Unfortunately, in February 2014, she was diagnosed with terminal cancer. It’s a fairly crappy situation, but we’re lucky to have some amazing family and friends around us to support us, so it could be a lot worse!

Why do I want to start blogging about this? Well, considering that cancer is something which will affect most people at some point in their lives – it’s still a bit of a swear word. We don’t talk about it! I don’t know if that’s because people think that they’ll contract it if they talk about it (don’t worry – that’s not how it works), or they just don’t know what to say, or quite what. It’s in movies/films a fair bit but in all honesty I think I’ve only ever seen one that comes close to explaining what cancer is really like.
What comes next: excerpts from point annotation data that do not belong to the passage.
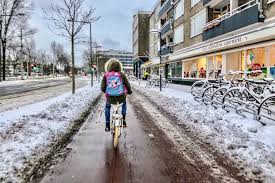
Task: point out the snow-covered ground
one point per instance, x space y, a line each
17 82
26 132
244 140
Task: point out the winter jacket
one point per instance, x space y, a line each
116 67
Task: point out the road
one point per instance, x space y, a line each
31 85
14 95
147 153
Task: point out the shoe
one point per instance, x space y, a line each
124 121
107 128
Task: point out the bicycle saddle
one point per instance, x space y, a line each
257 71
239 72
269 80
249 80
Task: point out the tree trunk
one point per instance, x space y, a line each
53 70
4 60
72 69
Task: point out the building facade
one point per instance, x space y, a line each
125 57
202 38
140 40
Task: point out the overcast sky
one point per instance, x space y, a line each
113 30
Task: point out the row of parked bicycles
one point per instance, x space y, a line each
243 95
As a young person living with a parent who has a terminal diagnosis, I’ve discovered a fairly considerable hole in the people-dying-support-system stuff. There is a lot of support out there for children with a close family member who is dying; there is a fair amount of support for spouses and for parents of people who are dying. But not really anything for those of us who are adults-but-not-really, i.e. those of us who are over 18, but still haven’t quite worked out what a mortgage is and see cereal as an appropriate dinner (fairly sure this lasts until you’re around 25, correct me if I’m wrong).

This is incredibly isolating. I’m really lucky to have two brothers and a Dad who I can chat to, a great uni welfare team (and a very understanding academic department), and some wonderful friends. Furthermore, because of Mum’s previous job, a number of our family friends understand the whole palliative medicine thing a lot better than I ever will. But unless you’ve actually been through it, or are going through it, you don’t quite ‘get’ it. Don’t get me wrong, I’m immensely grateful for all the people we have around us and I wouldn’t be without them, but sometimes there’s no substitute for someone saying ‘I get it’ and knowing that they really do.

So I’m writing this for a few reasons. Firstly, I’m hoping it will help me process things, I find writing very cathartic at times. But the real reason I want to write this is to reach out to others in a similar position to me. Those of us who are attempting to work out life whilst trying to understand death. Because I don’t believe I’m the only one in this position.